The results demonstrate that the neuronal effects of direct brain stimulation are frequency-dependent. Population analysis showed that overall HFA decreases were most prevalent than increases, regardless of stimulation frequency and electrode type. Furthermore, stimulation on depth electrodes at high and low frequencies, respectively, was associated with HFA increases and decreases. High-frequency surface stimulation rarely caused HFA increases, whereas high-frequency depth stimulation reliably caused HFA power increases. While these trends were statistically robust, there was moderate variability across individual stimulation sites in HFA power changes, with an average of 20% to 35% of the recording electrodes showing these changes.

In terms of spatial spread of neuronal activity, the prevalence of HFA decreases fell off more drastically with distance to stimulation when compared to HFA increases. The HFA increases from depth stimulation were more prevalent and showed a greater distance effect than increases from surface stimulation. Additionally, larger stimulation amplitudes increased the spatial spread of stimulation-induced HFA decreases; this type of distance dependence was not evident for sites that showed HFA increases.

An interesting observation was the adjustment to a fixed level, or resetting, of the HFA power following stimulation, a phenomenon that occurred in and outside of epileptogenic areas. This significant decrease in the variance of HFA power from pre- to poststimulation without a significant change in the mean power was more commonly seen in electrodes near the stimulation site and in white compared to gray matter sites.

This observation begets the question, could the benefits of closed-loop stimulation relate to stimulation-induced modulation of seizure network activity rather than by direct effects on individual seizure activity? In other words, is neuromodulation a disease-modifying therapy that can induce neuroplasticity and have a true antiepileptic effect? Animal studies suggest that the sustained therapeutic effects of repeated cortical stimulation might be related to changes in synaptic plasticity, neurogenesis, and cortical reorganization. ⁸ Recently, Kokkinos et al ⁹ evaluated the modulation effects of RNS in a group of 11 patients implanted with the NeuroPace device. Modulation effects were categorized as either direct, in which the recorded events manifested systematic time/or frequency changes in the immediate poststimulation interval (<5 seconds), or indirect, in which the recorded events manifested changes in time, frequency, or both before or long after the stimulation volley (>10 seconds), that is, not time locked to the stimulation. Their results suggest that direct effects of stimulation (ictal inhibition and early frequency modulation) were not associated with clinical efficacy, while indirect effects did correlate with improved clinical outcomes. The timing of the appearance of indirect frequency modulation effects at a mean (SD) of 20 (20.8) weeks after activation of responsive stimulation is suggestive of the emergence of neuroplastic effects.

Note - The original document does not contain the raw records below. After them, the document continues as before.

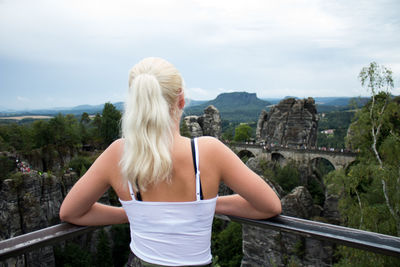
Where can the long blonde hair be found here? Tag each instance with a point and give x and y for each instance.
(151, 112)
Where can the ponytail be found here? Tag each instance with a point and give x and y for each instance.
(148, 122)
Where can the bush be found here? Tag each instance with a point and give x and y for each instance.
(227, 245)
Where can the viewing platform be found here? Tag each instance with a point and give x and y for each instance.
(370, 241)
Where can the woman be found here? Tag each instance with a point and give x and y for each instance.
(167, 184)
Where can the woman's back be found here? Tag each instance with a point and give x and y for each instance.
(157, 162)
(169, 232)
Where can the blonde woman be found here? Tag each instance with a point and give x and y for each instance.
(167, 184)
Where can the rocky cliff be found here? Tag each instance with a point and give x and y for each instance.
(292, 122)
(29, 202)
(209, 124)
(265, 247)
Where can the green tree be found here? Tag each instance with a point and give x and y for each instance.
(110, 124)
(370, 189)
(243, 133)
(103, 256)
(184, 129)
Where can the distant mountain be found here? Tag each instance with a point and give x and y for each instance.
(236, 106)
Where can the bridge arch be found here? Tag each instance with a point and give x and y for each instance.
(245, 153)
(278, 158)
(323, 164)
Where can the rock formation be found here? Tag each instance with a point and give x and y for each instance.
(209, 124)
(292, 123)
(265, 247)
(29, 202)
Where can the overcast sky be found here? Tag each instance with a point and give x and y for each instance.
(67, 53)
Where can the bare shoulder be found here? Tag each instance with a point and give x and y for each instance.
(116, 147)
(210, 143)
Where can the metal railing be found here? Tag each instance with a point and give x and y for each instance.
(377, 243)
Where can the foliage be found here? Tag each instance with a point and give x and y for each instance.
(369, 190)
(110, 124)
(103, 257)
(72, 255)
(184, 129)
(78, 163)
(120, 251)
(339, 121)
(243, 133)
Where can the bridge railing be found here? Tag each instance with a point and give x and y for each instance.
(377, 243)
(291, 148)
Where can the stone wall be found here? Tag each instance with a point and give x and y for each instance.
(292, 123)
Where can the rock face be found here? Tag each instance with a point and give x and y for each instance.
(29, 202)
(292, 123)
(209, 124)
(264, 247)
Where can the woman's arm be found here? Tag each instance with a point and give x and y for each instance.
(80, 206)
(254, 199)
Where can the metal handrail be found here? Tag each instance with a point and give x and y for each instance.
(18, 245)
(377, 243)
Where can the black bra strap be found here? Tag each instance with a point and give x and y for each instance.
(138, 195)
(195, 165)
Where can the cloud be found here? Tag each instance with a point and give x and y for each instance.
(23, 99)
(292, 47)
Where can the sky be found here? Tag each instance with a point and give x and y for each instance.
(67, 53)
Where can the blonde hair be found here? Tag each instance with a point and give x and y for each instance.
(151, 112)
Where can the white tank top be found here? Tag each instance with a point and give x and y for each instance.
(172, 233)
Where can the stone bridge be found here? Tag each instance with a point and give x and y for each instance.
(338, 159)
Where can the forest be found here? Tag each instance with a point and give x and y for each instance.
(369, 189)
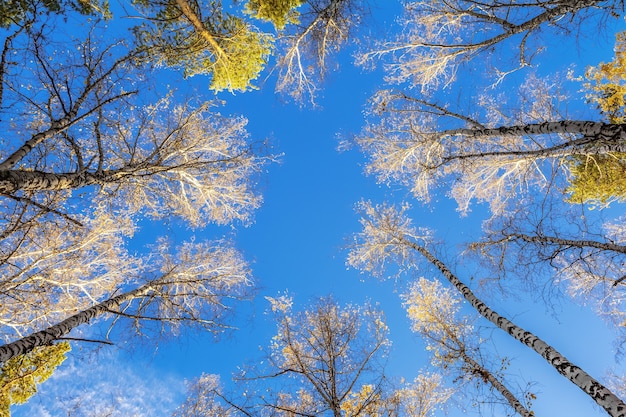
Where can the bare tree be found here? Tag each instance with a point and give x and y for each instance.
(439, 36)
(453, 341)
(550, 247)
(490, 156)
(193, 288)
(84, 158)
(326, 359)
(306, 47)
(389, 237)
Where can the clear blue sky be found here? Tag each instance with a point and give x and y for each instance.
(296, 243)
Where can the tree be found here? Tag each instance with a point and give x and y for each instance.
(84, 158)
(600, 179)
(20, 375)
(423, 144)
(200, 38)
(306, 46)
(334, 353)
(389, 237)
(193, 288)
(16, 12)
(278, 12)
(551, 247)
(323, 360)
(437, 37)
(433, 310)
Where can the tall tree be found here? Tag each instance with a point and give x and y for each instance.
(326, 359)
(335, 355)
(434, 310)
(389, 237)
(439, 36)
(20, 375)
(552, 247)
(600, 179)
(306, 47)
(85, 157)
(489, 157)
(193, 287)
(201, 38)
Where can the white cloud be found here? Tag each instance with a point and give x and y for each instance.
(105, 384)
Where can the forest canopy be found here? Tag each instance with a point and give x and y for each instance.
(175, 208)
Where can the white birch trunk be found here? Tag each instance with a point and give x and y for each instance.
(52, 333)
(613, 405)
(597, 138)
(502, 389)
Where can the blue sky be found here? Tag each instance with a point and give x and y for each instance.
(296, 244)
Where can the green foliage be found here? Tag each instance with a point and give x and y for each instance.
(278, 12)
(19, 376)
(15, 11)
(597, 179)
(226, 47)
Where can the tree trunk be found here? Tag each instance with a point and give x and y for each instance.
(569, 243)
(52, 333)
(14, 180)
(488, 377)
(598, 139)
(193, 18)
(598, 392)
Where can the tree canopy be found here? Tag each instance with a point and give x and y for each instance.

While the report by Mohan et al is informative, additional studies are needed to determine the most effective patient-specific stimulation parameters that result in improved clinical outcomes. Clinical experience supports the notion that effective stimulation parameters differ between medial temporal and neocortical sites. Applying the results of these findings with the use of other techniques, such as functional magnetic resonance imaging or tractography, ¹⁰ might help guide the location of electrode placement that generates a desired electrical field and impact on targeted neuronal populations.